В данных 54 магазина и 33 семейства продуктов.                     
Временной ряд тренировочных данных с 01.01.2013 по 15.08.2017.              
Временной ряд тестовых данных для submition составляет 16 дней после последней даты тренировочных данных: с 16.08.2017 по 31.08.2017.                   
                                 
Нужно составить прогноз продаж для каждого из семейств продуктов в каждом из магазинов.     
                             
В отдельном ноутбуке проведен Feature engineering и сформированы необходимые датасеты.
                                
**Текущие датасеты**                   
1. featured_data - объединенные данные test и train с новыми признаками.
2. zero_prediction - данные тех товаров, которые не продавались в конкретном магазине с начала 2013 года, исходя из чего можно предположить, что данные товары не будут продаваться в ближайшие 16 дней.
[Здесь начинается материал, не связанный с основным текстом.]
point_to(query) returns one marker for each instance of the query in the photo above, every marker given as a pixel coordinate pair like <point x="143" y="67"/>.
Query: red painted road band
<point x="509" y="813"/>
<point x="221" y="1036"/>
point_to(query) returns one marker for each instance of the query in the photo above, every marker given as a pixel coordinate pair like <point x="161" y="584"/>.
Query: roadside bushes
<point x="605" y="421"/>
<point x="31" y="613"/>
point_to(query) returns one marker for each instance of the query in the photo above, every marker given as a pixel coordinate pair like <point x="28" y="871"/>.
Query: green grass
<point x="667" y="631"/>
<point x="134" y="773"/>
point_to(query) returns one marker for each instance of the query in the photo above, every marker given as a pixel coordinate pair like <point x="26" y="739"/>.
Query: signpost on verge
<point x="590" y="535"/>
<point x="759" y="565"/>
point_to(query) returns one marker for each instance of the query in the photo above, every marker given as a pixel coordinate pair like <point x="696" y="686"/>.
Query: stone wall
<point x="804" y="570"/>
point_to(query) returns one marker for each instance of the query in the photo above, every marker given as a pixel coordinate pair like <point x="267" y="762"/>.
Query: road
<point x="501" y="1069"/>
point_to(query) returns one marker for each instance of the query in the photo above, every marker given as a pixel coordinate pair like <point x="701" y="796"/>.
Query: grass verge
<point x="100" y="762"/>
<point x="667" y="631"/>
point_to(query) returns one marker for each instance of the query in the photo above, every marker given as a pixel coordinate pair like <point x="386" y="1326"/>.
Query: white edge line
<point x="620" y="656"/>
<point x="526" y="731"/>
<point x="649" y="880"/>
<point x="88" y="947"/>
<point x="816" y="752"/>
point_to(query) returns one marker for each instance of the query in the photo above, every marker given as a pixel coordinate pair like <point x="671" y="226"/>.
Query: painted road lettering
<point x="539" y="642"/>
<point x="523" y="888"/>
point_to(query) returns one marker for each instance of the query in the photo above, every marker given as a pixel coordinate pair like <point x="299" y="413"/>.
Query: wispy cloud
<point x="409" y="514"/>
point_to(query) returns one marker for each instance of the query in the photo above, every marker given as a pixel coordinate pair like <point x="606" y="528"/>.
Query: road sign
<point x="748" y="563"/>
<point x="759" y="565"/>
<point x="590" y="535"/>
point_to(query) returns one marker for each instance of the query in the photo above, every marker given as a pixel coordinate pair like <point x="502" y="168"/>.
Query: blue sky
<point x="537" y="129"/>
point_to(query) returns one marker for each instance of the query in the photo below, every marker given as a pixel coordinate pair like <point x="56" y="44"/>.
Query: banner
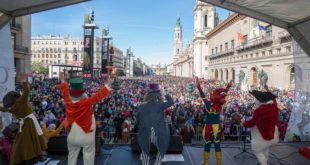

Этот датасет мы будем объединять с предсказанными данными перед отправкой в submit. 

In [196]:
import numpy as np
import pandas as pd
from tqdm.auto import tqdm
import pickle
import datetime as dt

RANDOM_SEED = 42
np.random.seed(RANDOM_SEED)
pd.set_option('display.max_columns', None)

# Import Data

In [197]:
# DATA_DIR = 'DATA/'
DATA_DIR = '../input/f-data/'

In [198]:
# Import
df = pd.read_csv(DATA_DIR + "final_featured_data.csv")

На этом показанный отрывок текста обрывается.